Penn researchers have discovered a new law of perception that helps to explain why people see the world the way they do. The new law links the discrimination threshold (measured by how sensitive people are to changes occurring in front of them) to the perceptual bias (the amount perception deviates from reality). The link was confirmed by Alan Stocker, professor of psychology in the School of Arts & Sciences and electrical and systems engineering in the School of Engineering & Applied Science, and his former graduate student Xue-Xin Wei, Gr’15, now a postdoc at Columbia University.
The researchers knew from a theory they developed several years ago that humans go through a two-step process to perceive a stimulus. Step one is encoding, the process by which the one absorbs information from the senses, filters the information and sends it to the brain. Step two is decoding, or “taking that signal and combining it with what we know about the world, intelligence, prior beliefs that get used to interpret this encoded signal in a way that makes sense,” according to Dr.

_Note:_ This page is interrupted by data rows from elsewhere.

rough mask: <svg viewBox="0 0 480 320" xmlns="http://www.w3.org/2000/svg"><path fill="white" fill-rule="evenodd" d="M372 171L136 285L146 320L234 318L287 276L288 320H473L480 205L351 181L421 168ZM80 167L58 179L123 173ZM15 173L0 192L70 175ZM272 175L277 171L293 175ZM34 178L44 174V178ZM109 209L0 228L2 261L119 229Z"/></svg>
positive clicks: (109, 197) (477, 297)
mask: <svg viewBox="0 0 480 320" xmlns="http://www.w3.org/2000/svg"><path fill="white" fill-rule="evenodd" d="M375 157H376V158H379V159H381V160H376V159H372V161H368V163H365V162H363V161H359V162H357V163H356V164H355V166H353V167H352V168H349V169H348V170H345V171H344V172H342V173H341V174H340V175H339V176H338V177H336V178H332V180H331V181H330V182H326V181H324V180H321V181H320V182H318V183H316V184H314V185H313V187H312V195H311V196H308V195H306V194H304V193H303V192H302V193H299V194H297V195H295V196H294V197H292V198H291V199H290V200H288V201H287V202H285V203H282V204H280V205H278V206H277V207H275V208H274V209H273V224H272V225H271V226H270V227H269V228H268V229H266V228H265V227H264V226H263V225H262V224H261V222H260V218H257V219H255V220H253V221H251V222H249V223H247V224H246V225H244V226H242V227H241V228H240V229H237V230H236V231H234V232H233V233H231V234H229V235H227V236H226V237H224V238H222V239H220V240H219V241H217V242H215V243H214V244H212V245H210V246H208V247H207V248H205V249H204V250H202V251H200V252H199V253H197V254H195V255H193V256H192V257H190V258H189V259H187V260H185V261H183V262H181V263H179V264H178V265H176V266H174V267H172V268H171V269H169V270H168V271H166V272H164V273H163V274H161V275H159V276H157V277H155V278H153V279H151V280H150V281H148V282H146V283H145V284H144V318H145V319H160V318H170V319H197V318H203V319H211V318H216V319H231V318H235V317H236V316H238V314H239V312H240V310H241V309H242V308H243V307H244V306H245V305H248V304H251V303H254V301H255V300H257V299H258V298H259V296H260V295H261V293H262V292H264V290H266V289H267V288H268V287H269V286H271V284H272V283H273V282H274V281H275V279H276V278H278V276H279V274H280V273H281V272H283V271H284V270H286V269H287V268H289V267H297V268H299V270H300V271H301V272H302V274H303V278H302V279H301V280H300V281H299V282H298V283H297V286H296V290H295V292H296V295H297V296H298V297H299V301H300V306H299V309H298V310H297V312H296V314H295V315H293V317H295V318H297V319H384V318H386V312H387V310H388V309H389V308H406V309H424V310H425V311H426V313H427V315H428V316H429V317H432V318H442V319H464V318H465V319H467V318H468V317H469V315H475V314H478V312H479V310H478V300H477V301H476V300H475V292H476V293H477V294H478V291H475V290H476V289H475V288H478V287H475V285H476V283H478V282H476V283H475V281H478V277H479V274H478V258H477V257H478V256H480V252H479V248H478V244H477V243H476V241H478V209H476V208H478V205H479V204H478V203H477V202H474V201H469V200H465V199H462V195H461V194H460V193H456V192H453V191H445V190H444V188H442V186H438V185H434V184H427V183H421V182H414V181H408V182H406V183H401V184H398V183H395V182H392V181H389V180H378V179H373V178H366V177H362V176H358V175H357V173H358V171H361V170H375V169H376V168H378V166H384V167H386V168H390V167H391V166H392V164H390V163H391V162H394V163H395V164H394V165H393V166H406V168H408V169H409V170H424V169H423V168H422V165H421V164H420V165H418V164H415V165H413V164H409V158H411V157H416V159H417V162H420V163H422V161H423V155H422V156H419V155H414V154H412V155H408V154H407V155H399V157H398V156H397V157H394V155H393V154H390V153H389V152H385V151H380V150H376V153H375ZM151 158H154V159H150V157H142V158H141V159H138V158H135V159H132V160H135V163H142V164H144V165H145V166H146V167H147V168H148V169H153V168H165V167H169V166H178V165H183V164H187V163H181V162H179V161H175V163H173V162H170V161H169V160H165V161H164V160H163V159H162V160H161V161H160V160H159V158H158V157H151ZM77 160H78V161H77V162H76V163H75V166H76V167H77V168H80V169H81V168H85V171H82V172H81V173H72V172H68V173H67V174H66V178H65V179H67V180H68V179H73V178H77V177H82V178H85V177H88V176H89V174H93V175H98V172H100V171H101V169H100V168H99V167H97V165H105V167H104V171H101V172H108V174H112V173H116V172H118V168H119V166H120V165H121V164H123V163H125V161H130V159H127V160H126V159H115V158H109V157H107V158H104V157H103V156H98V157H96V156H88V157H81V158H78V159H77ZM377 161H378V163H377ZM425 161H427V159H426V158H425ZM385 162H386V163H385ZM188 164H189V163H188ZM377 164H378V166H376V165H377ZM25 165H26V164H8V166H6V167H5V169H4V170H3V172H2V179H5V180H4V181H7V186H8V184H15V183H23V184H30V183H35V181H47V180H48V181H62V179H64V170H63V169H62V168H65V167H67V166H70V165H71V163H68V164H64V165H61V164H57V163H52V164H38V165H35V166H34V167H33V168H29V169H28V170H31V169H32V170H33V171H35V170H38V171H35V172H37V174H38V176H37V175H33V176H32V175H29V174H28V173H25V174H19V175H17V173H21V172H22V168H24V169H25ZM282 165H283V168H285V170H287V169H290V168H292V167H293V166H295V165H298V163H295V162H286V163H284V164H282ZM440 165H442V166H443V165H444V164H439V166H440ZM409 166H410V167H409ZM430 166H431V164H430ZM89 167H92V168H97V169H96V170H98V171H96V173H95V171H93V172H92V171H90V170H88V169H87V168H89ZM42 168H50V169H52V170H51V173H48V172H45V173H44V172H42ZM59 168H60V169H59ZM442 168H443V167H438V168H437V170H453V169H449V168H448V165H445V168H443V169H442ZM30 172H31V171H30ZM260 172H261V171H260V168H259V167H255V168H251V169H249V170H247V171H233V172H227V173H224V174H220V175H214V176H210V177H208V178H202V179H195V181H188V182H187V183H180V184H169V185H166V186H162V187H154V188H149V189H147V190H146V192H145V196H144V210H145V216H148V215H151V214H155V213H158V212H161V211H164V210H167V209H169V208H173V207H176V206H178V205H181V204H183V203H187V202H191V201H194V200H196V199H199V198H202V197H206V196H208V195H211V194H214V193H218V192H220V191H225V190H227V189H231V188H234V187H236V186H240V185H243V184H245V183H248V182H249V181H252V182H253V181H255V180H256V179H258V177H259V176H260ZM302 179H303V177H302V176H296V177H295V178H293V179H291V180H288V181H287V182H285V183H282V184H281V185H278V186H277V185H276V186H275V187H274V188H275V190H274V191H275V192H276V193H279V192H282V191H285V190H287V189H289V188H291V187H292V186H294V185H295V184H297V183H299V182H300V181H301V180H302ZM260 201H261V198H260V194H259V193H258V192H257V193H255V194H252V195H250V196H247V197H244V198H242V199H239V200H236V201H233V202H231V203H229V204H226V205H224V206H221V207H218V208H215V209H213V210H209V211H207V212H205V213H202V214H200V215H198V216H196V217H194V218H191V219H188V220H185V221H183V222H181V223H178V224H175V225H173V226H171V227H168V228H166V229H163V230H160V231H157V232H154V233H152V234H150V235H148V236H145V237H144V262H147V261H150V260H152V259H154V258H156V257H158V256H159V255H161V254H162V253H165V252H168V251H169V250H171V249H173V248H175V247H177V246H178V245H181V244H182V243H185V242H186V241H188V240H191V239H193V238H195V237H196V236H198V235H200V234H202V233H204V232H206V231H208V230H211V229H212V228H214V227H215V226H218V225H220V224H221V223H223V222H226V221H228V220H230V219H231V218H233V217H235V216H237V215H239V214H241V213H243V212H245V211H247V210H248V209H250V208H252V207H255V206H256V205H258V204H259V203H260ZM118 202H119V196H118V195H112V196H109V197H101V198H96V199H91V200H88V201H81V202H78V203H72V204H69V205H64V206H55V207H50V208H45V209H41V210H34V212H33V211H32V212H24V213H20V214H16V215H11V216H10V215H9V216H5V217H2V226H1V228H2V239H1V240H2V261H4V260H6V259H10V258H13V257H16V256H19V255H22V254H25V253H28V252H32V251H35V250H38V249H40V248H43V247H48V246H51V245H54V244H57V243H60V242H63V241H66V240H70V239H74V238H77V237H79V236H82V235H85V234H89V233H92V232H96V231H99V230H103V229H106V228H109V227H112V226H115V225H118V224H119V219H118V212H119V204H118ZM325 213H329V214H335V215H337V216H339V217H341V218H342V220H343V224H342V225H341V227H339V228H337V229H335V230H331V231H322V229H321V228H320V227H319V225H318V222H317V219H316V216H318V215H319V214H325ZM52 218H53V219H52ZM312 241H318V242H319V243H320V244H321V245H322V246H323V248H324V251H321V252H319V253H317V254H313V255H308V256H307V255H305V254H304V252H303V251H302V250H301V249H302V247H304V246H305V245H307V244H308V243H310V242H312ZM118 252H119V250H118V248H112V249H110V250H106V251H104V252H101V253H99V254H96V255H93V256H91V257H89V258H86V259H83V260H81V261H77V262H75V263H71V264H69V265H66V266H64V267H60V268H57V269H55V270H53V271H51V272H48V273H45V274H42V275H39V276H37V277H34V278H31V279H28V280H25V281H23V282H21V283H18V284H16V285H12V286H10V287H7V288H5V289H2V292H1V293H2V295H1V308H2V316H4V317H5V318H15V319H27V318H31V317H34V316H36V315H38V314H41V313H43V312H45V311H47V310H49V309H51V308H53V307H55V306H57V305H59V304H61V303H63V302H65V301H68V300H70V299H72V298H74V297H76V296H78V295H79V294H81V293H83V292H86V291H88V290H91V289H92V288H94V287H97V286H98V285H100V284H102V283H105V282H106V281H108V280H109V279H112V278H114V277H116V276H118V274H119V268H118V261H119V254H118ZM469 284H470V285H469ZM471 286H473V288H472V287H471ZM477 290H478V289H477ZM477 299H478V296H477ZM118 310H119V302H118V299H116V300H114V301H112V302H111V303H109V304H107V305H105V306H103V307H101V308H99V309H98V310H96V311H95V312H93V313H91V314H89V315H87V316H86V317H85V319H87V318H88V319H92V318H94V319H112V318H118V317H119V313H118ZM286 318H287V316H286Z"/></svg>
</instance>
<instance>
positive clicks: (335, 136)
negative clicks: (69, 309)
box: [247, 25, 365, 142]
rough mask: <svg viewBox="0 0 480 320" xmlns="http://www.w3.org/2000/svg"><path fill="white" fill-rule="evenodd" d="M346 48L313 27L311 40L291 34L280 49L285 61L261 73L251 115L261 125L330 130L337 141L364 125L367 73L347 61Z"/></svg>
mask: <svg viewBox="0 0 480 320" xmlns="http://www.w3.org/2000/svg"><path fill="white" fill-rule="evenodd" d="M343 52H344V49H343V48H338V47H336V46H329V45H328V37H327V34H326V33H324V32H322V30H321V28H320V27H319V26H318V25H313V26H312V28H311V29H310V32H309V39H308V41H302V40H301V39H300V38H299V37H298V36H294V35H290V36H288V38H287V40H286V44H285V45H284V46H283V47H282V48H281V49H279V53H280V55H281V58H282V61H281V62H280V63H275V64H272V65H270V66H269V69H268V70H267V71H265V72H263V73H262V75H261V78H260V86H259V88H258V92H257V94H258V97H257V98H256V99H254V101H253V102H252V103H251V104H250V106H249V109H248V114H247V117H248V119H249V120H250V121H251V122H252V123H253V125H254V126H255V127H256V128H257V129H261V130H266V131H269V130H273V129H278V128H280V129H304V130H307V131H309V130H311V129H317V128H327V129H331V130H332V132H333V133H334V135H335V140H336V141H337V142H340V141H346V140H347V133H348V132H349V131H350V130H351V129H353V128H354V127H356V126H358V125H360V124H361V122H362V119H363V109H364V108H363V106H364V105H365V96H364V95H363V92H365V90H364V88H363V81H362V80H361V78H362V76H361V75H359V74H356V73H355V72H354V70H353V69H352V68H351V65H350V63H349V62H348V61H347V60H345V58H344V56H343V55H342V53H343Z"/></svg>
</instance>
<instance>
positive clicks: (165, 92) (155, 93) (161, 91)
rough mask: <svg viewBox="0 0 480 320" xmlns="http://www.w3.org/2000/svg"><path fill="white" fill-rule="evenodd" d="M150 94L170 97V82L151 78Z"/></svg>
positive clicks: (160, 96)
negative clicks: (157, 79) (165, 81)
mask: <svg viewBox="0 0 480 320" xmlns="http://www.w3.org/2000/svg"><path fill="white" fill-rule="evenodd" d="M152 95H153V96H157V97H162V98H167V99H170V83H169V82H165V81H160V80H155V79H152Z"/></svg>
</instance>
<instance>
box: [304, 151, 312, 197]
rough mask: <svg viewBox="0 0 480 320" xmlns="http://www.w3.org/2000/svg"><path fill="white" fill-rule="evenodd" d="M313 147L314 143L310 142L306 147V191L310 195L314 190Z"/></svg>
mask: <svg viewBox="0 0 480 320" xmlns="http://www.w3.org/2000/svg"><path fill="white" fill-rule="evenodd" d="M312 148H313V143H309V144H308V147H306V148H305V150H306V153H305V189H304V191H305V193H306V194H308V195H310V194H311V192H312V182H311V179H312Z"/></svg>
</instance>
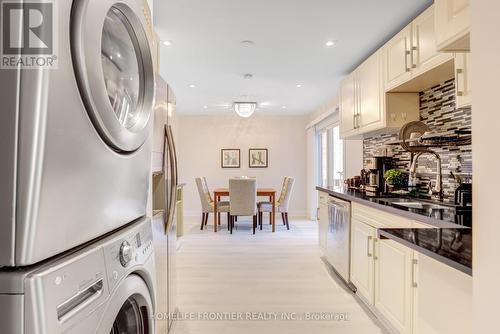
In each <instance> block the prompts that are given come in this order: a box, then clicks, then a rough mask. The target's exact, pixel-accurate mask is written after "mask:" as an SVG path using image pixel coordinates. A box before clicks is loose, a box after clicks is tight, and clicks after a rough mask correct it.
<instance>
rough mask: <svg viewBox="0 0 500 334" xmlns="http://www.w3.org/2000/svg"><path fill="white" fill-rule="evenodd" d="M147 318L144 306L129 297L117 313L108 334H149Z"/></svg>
mask: <svg viewBox="0 0 500 334" xmlns="http://www.w3.org/2000/svg"><path fill="white" fill-rule="evenodd" d="M148 316H150V315H148V312H147V308H146V306H141V305H140V304H139V303H138V302H137V300H135V299H134V298H132V297H130V298H128V299H127V300H126V301H125V303H124V304H123V306H122V308H121V309H120V311H119V312H118V315H117V316H116V319H115V322H114V323H113V327H112V328H111V332H110V334H149V333H150V332H151V331H150V329H149V322H148Z"/></svg>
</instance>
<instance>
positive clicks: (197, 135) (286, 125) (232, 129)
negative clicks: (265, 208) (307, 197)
mask: <svg viewBox="0 0 500 334" xmlns="http://www.w3.org/2000/svg"><path fill="white" fill-rule="evenodd" d="M177 121H178V124H177V127H178V143H177V147H178V149H177V151H178V159H179V179H180V182H185V183H187V185H186V187H185V204H184V212H185V214H186V215H199V214H201V211H200V209H201V205H200V199H199V196H198V192H197V190H196V184H195V181H194V179H195V177H197V176H205V177H206V178H207V181H208V184H209V187H210V188H211V189H213V188H215V187H227V183H228V179H229V178H230V177H233V176H241V175H247V176H256V177H257V180H258V181H257V182H258V186H261V187H274V188H275V189H277V190H278V191H280V190H281V185H282V182H283V177H284V176H291V177H294V178H295V186H294V192H293V194H292V199H291V207H290V215H294V216H305V215H306V133H305V126H306V123H307V116H264V115H254V116H252V117H250V118H248V119H244V118H241V117H238V116H236V115H228V116H221V115H217V116H179V117H178V119H177ZM252 147H254V148H267V149H269V168H248V149H249V148H252ZM222 148H239V149H241V168H239V169H222V168H221V167H220V150H221V149H222ZM278 196H279V195H278Z"/></svg>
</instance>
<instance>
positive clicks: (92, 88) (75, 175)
mask: <svg viewBox="0 0 500 334" xmlns="http://www.w3.org/2000/svg"><path fill="white" fill-rule="evenodd" d="M3 4H4V3H2V5H3ZM53 5H54V6H53V8H54V13H53V17H54V21H56V22H57V25H56V26H55V27H56V28H57V30H55V31H54V34H55V35H54V40H57V42H58V46H57V48H55V49H56V50H57V54H56V55H57V60H58V67H57V68H53V69H40V70H25V69H23V68H20V67H18V68H16V69H8V70H7V69H2V70H0V82H2V89H1V90H0V100H1V101H2V113H1V114H2V116H0V117H1V122H0V132H1V133H2V140H1V141H0V153H1V155H2V165H1V167H0V184H2V187H1V188H0V221H1V222H2V223H1V224H0V267H4V268H5V267H18V266H27V265H32V264H35V263H38V262H40V261H42V260H45V259H47V258H50V257H53V256H55V255H57V254H60V253H62V252H65V251H67V250H69V249H71V248H74V247H77V246H79V245H82V244H84V243H86V242H89V241H90V240H93V239H95V238H98V237H99V236H101V235H103V234H106V233H108V232H111V231H113V230H115V229H117V228H119V227H120V226H123V225H125V224H128V223H130V222H131V221H133V220H135V219H138V218H140V217H143V216H145V215H146V212H147V211H146V204H147V194H148V184H149V182H148V181H149V178H150V164H151V143H150V139H149V138H150V129H151V119H152V117H151V114H152V109H153V101H154V85H155V83H154V68H153V60H152V54H151V49H150V36H149V34H150V33H149V31H150V29H148V18H147V16H148V15H150V13H149V12H148V10H147V8H146V7H145V6H144V3H143V1H142V0H121V1H116V0H99V1H92V0H78V1H56V3H54V4H53ZM56 5H57V6H56Z"/></svg>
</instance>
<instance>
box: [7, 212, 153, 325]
mask: <svg viewBox="0 0 500 334" xmlns="http://www.w3.org/2000/svg"><path fill="white" fill-rule="evenodd" d="M155 288H156V282H155V263H154V254H153V237H152V230H151V221H150V220H149V219H147V218H143V219H140V220H138V221H136V222H134V223H132V224H130V225H127V226H126V227H124V228H121V229H120V230H118V231H116V232H114V233H113V234H111V235H109V236H107V237H106V238H103V239H102V240H99V241H96V242H94V243H92V244H90V245H88V246H86V247H82V248H81V249H79V250H76V251H74V252H73V253H70V254H66V255H64V256H59V257H56V258H53V259H51V260H50V261H45V262H44V263H42V264H39V265H35V266H31V267H29V269H18V270H12V271H3V272H1V273H0V323H1V324H2V330H1V331H2V333H30V334H46V333H50V334H55V333H71V334H89V333H98V334H110V333H111V334H114V333H125V334H155V333H156V332H155V322H154V318H155V317H154V314H155V310H156V307H155V297H154V292H155Z"/></svg>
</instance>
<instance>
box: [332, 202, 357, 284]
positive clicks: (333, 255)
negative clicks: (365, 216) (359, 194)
mask: <svg viewBox="0 0 500 334" xmlns="http://www.w3.org/2000/svg"><path fill="white" fill-rule="evenodd" d="M326 259H327V261H328V262H329V263H330V264H331V265H332V267H333V268H334V269H335V271H336V272H337V274H338V275H339V276H340V277H341V278H342V279H343V280H344V281H345V283H346V284H347V285H348V286H349V288H350V289H355V287H354V286H353V285H352V284H350V278H349V277H350V262H351V203H350V202H346V201H343V200H340V199H337V198H330V200H329V201H328V232H327V241H326Z"/></svg>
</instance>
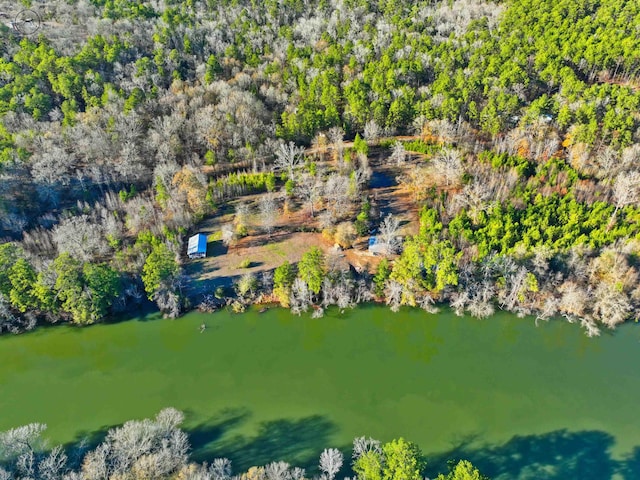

Stocker. Research has established that the encoding step shapes the decoding step, but Drs. Stocker and Wei theorized the decoding might also influence the encoding. The next step was connecting the discrimination threshold and perceptual bias.
While no practical applications have been developed for the new perception law yet, it helps researchers develop a better idea of the importance of people’s previous experiences in shaping their perceptions.